I alluded to the fact the other day that it’s the beginning of the end for me in many regards right now. While yes, I am starting this amazing journey and will be having incredible experiences, I’d be remiss not to acknowledge that things are ending as well. Today I had the first of many endings. The end of my job. My name is Rachel and I just quit my job to travel the world. Uh, yikes.
This may or may not be what I looked like when I got in my car:
And maybe like this:
This is a mixed look of "holy shit, I just did that" and "holy shit, what have I done?!"
While I have no idea what I’ll do when I get back to Seattle in August, the thought crossed my mind that this may be my last time sitting in a cubicle, having a boss and living the 9 to 5 job. I don’t know. Maybe. But maybe not. Maybe I’ll decide I like the community of a corporate job or really miss the land of cubicles [well, okay, the cubicle part is a stretch]. Or maybe I’ll love the freedom and decide to make it on my own and be my own boss for the rest of my life. I don’t know. And right now, I don’t have to know.

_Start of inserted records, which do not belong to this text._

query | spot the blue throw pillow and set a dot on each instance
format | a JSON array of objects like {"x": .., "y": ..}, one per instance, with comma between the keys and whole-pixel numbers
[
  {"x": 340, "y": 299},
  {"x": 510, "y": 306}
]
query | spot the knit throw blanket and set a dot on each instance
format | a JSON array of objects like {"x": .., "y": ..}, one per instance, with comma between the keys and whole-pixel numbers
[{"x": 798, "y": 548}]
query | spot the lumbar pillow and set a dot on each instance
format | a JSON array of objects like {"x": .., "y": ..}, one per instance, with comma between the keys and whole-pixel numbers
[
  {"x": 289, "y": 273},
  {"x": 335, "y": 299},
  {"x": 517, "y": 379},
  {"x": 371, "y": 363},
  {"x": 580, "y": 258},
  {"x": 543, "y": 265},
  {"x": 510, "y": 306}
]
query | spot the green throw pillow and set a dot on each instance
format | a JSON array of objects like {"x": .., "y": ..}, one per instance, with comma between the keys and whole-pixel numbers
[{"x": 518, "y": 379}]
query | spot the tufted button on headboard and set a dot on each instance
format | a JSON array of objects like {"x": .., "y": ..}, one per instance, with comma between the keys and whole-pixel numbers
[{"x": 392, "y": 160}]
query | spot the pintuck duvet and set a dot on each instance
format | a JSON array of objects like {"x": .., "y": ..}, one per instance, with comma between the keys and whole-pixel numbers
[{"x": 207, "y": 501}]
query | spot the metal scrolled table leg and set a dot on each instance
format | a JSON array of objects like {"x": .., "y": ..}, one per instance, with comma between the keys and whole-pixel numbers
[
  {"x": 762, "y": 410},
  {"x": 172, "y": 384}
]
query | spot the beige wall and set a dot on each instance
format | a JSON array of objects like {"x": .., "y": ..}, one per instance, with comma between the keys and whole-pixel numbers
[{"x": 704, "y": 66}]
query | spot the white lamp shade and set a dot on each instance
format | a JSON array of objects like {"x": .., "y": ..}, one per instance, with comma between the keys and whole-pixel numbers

But as I sat at my computer going through files upon files of projects, I realized that two and a half years ago when I started this job, I was resigned to the fact that this would be my life. Hell, even just a year ago, I was resigned to that life. That I would move from job to job with mediocre success [not personally wanting to climb the corporate ladder], building great relationships wherever I went, working hard, and then picking up and moving to the next opportunity. But more importantly never having more than three weeks of freedom a year. Continually wondering if this was it.
But today, I'm answering my own question. I'm challenging the "is this it?" question with, Hell no, it's not! I want more and I'm finding a way to make that happen. I turned in my key card and ID, and said goodbye to the corporate world and my beige/gray cubicle for at least seven months. Will I be back? I don’t know. I don’t have to figure that out now.
I have a lot of ground [and countries] to cover before that decision needs to be made.
For now I’ll relish in the fact that I can wake up tomorrow without
a paycheck an alarm and do whatever I want. The only thing I have to think about is moving out of my house and being prepared to board a plane on Thursday. And that, my friends, is just the beginning.